MQTT is a machine-to-machine messaging protocol, designed to provide lightweight publish/subscribe communication to "Internet of Things" devices. It is commonly used for geo-tracking fleets of vehicles, home automation, environmental sensor networks, and utility-scale data collection. Mosquitto is a popular MQTT broker that has great community support and is easy to install and configure.

We are going to use it to exchange states between subflows in Node-RED. MQTT will also come in handy once we start using other home automation systems like OpenHAB, Home Assistant or ioBroker. We will be able to let those programs control our INSTAR IP cameras using the MQTT protocol.

First, download their repository signing key and install it:

wget http://repo.mosquitto.org/debian/mosquitto-repo.gpg.key
sudo apt-key add mosquitto-repo.gpg.key

Now tell apt-get where to find the software by adding the repository URL to a file in /etc/apt/sources.list.d/:

sudo nano /etc/apt/sources.list.d/mosquitto.list

This will open up a new, blank file. Paste the following line into the file.

deb http://repo.mosquitto.org/debian stretch main

Node-RED and INSTAR IP Cameras

Save and close out of the editor, then update with apt-get to pull in the new package information. Then install the mosquitto package and its client software:

sudo apt-get update
sudo apt-get install mosquitto mosquitto-clients

Node-RED and INSTAR IP Cameras

To test the Mosquitto service log in to your server a second time, so you have two terminals side-by-side. In the new terminal, use mosquitto_sub to subscribe to the test topic:

mosquitto_sub -h localhost -t test

The -h flag specifies the hostname of the MQTT server, and -t is the topic name.

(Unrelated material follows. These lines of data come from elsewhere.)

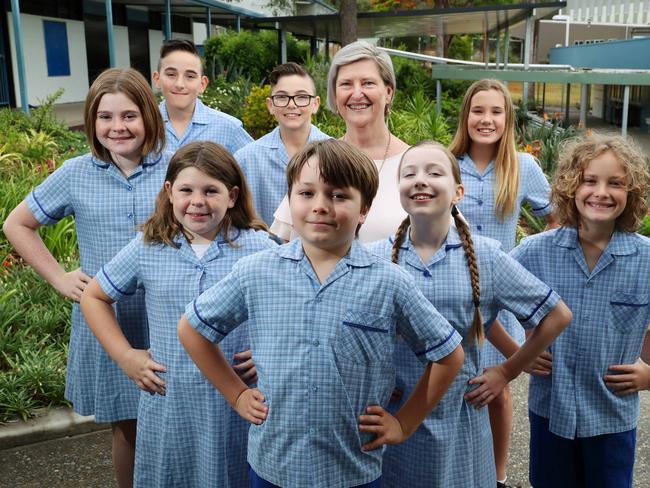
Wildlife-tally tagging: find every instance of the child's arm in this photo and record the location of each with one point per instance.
(506, 345)
(21, 230)
(629, 378)
(136, 363)
(248, 402)
(494, 379)
(433, 384)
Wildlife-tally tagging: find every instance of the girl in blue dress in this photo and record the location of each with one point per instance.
(468, 280)
(497, 180)
(188, 436)
(109, 191)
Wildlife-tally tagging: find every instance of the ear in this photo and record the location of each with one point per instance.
(363, 214)
(460, 192)
(233, 194)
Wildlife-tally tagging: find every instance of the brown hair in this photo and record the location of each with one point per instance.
(288, 69)
(174, 45)
(506, 162)
(576, 154)
(132, 84)
(476, 332)
(216, 162)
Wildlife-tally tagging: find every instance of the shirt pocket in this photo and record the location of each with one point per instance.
(364, 338)
(629, 311)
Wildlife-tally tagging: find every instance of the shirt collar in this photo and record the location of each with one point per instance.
(358, 256)
(621, 243)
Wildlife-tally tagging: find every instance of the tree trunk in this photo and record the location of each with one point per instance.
(348, 21)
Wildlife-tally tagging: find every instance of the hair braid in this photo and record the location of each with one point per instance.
(400, 235)
(476, 332)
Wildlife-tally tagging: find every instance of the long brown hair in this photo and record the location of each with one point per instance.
(476, 332)
(506, 163)
(216, 162)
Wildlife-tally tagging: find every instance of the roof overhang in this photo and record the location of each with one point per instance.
(409, 23)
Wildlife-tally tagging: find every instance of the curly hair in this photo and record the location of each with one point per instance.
(577, 154)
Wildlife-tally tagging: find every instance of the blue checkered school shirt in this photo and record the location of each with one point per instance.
(207, 125)
(264, 163)
(453, 446)
(478, 203)
(610, 319)
(184, 436)
(107, 207)
(323, 354)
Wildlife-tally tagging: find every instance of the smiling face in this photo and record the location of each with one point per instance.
(326, 217)
(119, 127)
(180, 79)
(199, 203)
(487, 117)
(427, 185)
(361, 94)
(602, 194)
(293, 117)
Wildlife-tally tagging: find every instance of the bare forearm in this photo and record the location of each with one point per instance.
(432, 386)
(211, 361)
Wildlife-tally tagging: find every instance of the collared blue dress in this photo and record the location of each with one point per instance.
(107, 207)
(191, 437)
(264, 163)
(207, 125)
(611, 312)
(478, 208)
(323, 354)
(453, 446)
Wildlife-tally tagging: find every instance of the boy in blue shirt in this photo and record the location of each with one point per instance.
(293, 102)
(323, 316)
(181, 80)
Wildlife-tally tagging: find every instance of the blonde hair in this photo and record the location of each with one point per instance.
(476, 331)
(576, 154)
(215, 162)
(506, 162)
(132, 84)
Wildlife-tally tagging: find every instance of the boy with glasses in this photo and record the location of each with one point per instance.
(293, 101)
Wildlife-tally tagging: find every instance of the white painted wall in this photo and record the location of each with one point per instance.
(121, 44)
(39, 84)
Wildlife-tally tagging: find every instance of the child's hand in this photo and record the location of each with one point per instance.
(492, 381)
(542, 366)
(387, 428)
(141, 368)
(245, 367)
(630, 378)
(250, 406)
(72, 284)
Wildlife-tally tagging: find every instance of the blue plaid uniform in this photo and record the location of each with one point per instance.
(323, 354)
(478, 208)
(107, 207)
(207, 125)
(190, 437)
(610, 319)
(453, 446)
(264, 163)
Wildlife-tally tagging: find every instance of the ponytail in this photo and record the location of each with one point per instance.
(476, 332)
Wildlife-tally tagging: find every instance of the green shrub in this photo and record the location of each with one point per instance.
(257, 119)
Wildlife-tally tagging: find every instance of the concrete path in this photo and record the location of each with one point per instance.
(84, 461)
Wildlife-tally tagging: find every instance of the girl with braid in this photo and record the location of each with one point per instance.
(468, 280)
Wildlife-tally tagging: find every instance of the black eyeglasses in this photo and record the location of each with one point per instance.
(299, 100)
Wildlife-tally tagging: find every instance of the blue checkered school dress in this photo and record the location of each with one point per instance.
(107, 207)
(478, 208)
(453, 446)
(611, 312)
(323, 354)
(207, 125)
(264, 163)
(191, 437)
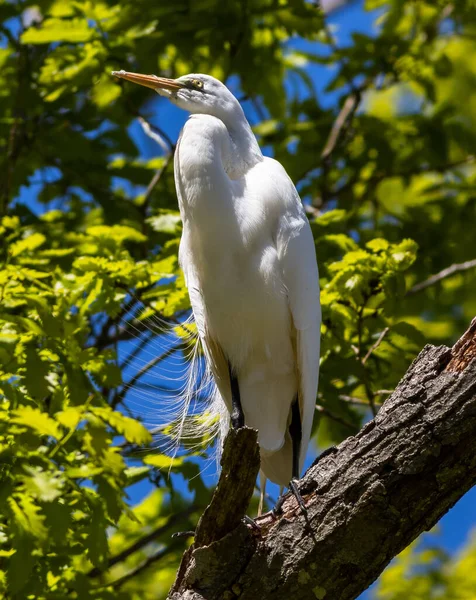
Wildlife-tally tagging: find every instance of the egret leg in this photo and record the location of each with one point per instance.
(262, 495)
(295, 431)
(237, 416)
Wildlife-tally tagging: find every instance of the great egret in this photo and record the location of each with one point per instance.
(248, 257)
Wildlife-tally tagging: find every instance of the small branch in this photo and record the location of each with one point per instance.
(338, 419)
(146, 564)
(456, 268)
(341, 124)
(163, 140)
(354, 400)
(143, 541)
(376, 345)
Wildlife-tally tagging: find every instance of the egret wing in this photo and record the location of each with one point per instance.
(297, 256)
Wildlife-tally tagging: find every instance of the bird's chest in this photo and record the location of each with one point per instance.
(242, 292)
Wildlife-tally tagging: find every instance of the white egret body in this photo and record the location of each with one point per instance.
(249, 261)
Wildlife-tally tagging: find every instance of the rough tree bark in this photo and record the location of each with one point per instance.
(367, 499)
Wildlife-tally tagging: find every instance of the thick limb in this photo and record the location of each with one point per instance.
(295, 431)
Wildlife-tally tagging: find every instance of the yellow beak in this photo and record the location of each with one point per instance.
(151, 81)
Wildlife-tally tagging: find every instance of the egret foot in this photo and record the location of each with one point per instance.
(278, 508)
(184, 534)
(251, 522)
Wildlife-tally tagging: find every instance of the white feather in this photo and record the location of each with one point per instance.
(249, 261)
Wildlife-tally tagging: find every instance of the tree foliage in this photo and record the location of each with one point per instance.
(90, 233)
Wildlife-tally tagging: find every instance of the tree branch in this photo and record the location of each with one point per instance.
(144, 541)
(366, 500)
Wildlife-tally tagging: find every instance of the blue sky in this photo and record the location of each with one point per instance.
(454, 528)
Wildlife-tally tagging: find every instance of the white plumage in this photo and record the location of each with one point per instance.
(249, 261)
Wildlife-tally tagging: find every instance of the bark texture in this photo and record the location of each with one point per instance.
(367, 499)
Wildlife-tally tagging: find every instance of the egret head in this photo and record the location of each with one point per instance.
(196, 93)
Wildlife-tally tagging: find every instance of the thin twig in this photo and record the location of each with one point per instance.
(146, 564)
(354, 400)
(456, 268)
(339, 127)
(143, 541)
(376, 345)
(338, 419)
(162, 139)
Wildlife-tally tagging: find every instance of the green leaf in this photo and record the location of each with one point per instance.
(35, 419)
(42, 485)
(29, 243)
(132, 430)
(74, 30)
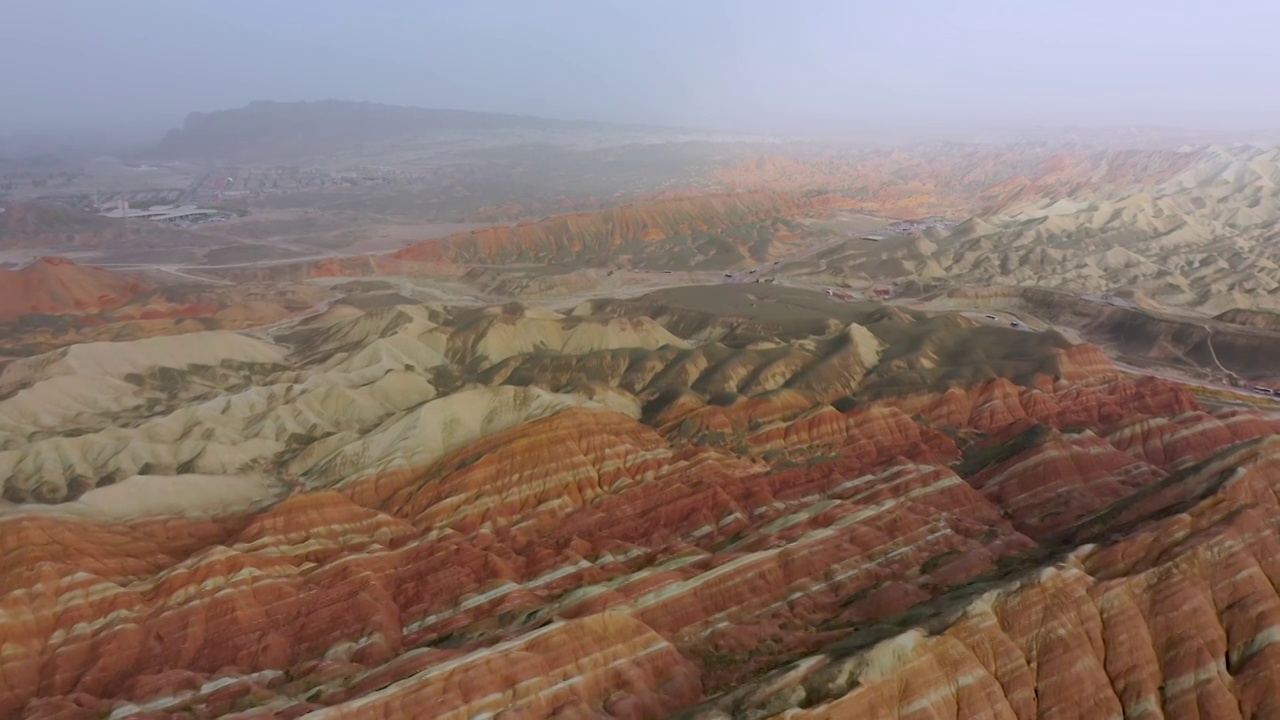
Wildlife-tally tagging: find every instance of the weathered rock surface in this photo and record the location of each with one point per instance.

You'll see no output after hitting ENTER because mosquitto_sub is waiting for messages to arrive. Switch back to your other terminal and publish a message:


Node-RED and INSTAR IP Cameras

mosquitto_pub -h localhost -t test -m "hello world"

The options for mosquittopub are the same as mosquittosub, though this time we use the additional -m option to specify our message. Hit ENTER, and you should see hello world pop up in the other terminal. You've sent your first MQTT message!

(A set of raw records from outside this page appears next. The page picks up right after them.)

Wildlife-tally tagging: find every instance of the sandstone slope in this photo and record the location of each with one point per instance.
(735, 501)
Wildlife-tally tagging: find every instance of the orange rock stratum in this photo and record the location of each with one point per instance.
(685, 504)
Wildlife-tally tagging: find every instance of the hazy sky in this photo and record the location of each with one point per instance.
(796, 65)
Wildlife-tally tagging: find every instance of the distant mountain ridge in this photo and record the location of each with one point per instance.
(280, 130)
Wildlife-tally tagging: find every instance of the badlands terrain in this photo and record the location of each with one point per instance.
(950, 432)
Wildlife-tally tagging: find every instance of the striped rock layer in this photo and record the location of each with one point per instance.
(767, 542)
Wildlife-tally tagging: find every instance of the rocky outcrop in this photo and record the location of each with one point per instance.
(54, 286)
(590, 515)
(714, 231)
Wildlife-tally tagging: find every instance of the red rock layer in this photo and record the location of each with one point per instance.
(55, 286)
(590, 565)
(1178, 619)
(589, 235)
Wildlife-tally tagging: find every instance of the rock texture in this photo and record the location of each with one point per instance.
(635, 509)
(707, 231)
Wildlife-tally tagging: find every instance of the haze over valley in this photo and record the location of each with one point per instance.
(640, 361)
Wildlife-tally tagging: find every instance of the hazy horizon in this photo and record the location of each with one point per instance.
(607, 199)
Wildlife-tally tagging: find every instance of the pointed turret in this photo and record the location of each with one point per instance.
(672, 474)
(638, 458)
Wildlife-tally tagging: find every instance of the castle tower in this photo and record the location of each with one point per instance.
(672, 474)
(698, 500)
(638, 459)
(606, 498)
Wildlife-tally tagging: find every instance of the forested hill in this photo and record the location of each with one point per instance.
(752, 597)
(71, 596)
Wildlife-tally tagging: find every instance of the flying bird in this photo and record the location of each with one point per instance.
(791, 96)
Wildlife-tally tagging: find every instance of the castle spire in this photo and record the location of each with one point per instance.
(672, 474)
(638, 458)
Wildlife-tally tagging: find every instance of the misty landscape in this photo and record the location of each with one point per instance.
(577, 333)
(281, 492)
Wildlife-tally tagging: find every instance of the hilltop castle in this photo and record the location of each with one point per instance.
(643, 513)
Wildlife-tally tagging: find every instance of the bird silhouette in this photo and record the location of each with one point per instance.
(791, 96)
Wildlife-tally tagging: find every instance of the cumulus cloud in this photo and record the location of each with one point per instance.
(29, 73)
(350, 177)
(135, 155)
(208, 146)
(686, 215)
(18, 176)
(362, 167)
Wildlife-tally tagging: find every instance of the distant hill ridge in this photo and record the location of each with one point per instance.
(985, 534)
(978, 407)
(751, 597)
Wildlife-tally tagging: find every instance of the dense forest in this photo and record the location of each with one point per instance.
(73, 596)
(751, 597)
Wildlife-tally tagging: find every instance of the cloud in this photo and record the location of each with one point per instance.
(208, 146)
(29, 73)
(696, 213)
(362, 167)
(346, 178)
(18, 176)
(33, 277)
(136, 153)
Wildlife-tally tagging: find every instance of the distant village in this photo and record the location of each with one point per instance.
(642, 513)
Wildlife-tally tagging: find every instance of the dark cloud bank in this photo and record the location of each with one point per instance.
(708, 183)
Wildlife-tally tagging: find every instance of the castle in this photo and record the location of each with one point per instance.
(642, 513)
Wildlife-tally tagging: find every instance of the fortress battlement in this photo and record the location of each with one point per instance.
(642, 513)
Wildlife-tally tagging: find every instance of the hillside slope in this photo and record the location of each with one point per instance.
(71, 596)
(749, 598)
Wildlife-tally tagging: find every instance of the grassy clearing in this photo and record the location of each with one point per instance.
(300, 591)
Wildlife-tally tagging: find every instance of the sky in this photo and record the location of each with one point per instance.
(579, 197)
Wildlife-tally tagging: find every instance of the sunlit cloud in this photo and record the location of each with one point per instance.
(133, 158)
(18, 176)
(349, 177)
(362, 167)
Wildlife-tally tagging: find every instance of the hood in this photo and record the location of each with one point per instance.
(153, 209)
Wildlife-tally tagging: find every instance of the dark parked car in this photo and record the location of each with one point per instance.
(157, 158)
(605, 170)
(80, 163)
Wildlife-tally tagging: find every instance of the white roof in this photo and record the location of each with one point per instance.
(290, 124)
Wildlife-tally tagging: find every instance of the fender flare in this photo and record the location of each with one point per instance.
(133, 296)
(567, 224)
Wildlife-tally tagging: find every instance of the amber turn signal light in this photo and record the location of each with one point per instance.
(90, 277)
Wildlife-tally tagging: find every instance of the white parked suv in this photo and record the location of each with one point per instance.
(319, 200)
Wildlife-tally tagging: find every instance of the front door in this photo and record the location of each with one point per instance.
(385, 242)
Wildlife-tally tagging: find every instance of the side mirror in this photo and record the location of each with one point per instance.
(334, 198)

Node-RED and INSTAR IP Cameras

Configuring Mosquitto

Mosquitto includes a utility to generate a special password file called mosquitto_passwd. This command will prompt you to enter a password for the specified username (we choose debian in the example), and place the results in /etc/mosquitto/passwd:

mosquitto_passwd -c /etc/mosquitto/passwd debian

Node-RED and INSTAR IP Cameras

Now create a new configuration file for Mosquitto and tell it to use this password file to require logins for all connections:

nano /etc/mosquitto/conf.d/default.conf

This should open an empty file. Paste in the following:

allow_anonymous false
password_file /etc/mosquitto/passwd

Node-RED and INSTAR IP Cameras

allow_anonymous false disables all non-authenticated connections, and the password_file line tells Mosquitto where to look for user and password information. Save and exit the file.

Now you need to restart Mosquitto and test your changes.

service mosquitto reload

Testing Mosquitto from an external Machine

Since your devices that you want to connect will probably contacting your MQTT Server from an external IP address, let's test this and make sure everything is working. First let's now open the MQTT Port in our FirewallD configuration:

sudo firewall-cmd --permanent --zone=public --add-port=1883/tcp
sudo firewall-cmd --reload
sudo firewall-cmd --list-all

We used the tool MQTT.fx before to debug our MQTT Server. Let's install it on another machine (Linux, Windows or macOS) and click on the Cog Wheel icon left to the Connect and Disconnect button to add our newly setup MQTT server:


Node-RED and INSTAR IP Cameras

Replace the IP address ("192.168.2.111") with the address of your Linux machine that runs the MQTT service and add the login that you created for the Mosquitto server. Save the settings and connect to the server - the green light on the right should show that the connection was successfully establish.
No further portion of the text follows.